Carrian would later go on a buying spree of various businesses in the 1980s, including Cargo ships and shares of companies in a variety of industries, leading some commentators to say the company is akin to a "greedy housewife entering a supermarket and placing items she needs into her basket without regards to price". The company's business operations eventually encompassed shipping, travel, and taxi transportation.

Carrian Group's fortunes began to sour in 1982 when Chung Cheng Man, a major partner of Carrian and member of the Chung family (whose company Tan worked for after his arrival to Hong Kong), parted ways with Carrian due to his discovery of major debt accumulation from Carrian's business ventures. In return, Tan gave Chung a generous severance deal because Chung had knowledge of improprieties allegedly committed by Tan. This, along with a general economic downturn, led to a strained financial state for Carrian. The company eventually collapsed in a financial scandal.

== Arrest and imprisonment ==
Tan, along with a business associate, was arrested in October 1983 by Hong Kong authorities for making false and misleading statements. Tan was also accused by a government prosecutor of overstaying his visa and illegally living in Hong Kong for over a decade.

During the trial of Malaysian Chinese businessman Mak Foon Than over the 1983 murder of Bank Bumiputera Malaysia Berhad employee Jalil Ibrahim, Mak accused Tan of ordering the killing due to Jalil's alleged attempt to block a loan to Carrian. Tan's attorneys denied Mak's accusations.
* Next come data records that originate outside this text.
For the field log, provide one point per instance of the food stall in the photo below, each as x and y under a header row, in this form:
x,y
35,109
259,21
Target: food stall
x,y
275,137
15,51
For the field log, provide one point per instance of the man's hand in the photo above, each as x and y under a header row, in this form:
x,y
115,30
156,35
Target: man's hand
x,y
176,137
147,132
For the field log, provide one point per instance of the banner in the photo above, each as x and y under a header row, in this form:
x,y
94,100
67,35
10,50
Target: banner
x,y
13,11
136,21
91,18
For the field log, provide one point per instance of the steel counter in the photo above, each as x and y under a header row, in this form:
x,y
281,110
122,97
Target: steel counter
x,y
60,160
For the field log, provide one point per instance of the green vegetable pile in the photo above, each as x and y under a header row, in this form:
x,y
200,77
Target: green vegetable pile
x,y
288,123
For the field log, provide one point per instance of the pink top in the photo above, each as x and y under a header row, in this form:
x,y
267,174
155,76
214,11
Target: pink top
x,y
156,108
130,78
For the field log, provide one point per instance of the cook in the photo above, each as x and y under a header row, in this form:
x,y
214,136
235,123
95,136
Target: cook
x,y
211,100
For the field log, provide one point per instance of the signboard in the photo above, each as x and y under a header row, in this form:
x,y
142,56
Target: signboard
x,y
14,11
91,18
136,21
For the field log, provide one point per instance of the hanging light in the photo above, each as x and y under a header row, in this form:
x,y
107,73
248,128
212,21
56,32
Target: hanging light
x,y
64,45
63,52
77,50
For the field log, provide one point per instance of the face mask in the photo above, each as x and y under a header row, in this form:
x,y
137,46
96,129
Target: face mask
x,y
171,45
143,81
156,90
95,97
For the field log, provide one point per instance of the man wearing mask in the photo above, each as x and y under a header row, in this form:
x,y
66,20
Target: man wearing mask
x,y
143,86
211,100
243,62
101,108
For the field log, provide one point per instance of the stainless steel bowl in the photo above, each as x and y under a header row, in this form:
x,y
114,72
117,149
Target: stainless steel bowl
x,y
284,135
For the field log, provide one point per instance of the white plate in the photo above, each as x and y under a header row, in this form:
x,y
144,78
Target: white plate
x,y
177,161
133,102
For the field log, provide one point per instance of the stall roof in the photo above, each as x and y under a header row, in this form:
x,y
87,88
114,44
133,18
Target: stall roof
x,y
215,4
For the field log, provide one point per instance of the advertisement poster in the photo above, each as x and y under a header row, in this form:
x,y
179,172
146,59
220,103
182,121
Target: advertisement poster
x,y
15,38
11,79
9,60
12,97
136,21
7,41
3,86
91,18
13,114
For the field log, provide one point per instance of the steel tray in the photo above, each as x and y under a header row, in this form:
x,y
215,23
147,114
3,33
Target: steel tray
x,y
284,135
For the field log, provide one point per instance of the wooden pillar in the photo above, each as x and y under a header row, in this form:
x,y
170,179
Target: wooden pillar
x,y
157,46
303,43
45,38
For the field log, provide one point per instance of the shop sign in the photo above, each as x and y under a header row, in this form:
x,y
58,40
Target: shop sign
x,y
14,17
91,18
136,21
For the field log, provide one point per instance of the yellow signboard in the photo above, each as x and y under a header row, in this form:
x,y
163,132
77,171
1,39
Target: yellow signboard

Tan's legal troubles lasted 13 years, and included an acquittal in on fraud charges in 1987 following a 19-month trial. He was jailed for three years in 1996 after admitting to his involvement in a conspiracy surrounding US$238 million in secret loans obtained from Bank Bumiputera Malaysia Berhad. He was released from custody in 1998.

== Post release ==
Following his release from custody, Tan was involved in a legal dispute with the son of Hang Seng Bank co-founder Lam Bing Yim, Rogerio Lam, over five antiques from the Song and Qing dynasties era that were lent to Tan during the 1980s.

As recently as 2014, Tan was noted to be living in semi-retirement at Clearwater Bay.

== Death ==
According to Chim Pui-chung, a former member of the Legislative Council and a trader who manipulated the stock price of Carrian Group, Tan passed away "more than two, approximately three years ago", during the COVID-19 pandemic. This was also verified earlier by Mary Jean Reimer through her YouTube livestream.

==Media portrayal==
- The character Gordon Wing Muk-tong in 2020 TVB drama series Of Greed and Ants is noted to be based on Tan.
- The character Henry Ching in the 2023 Cantonese-language Hong Kong feature crime-drama film The Goldfinger is based on Tan.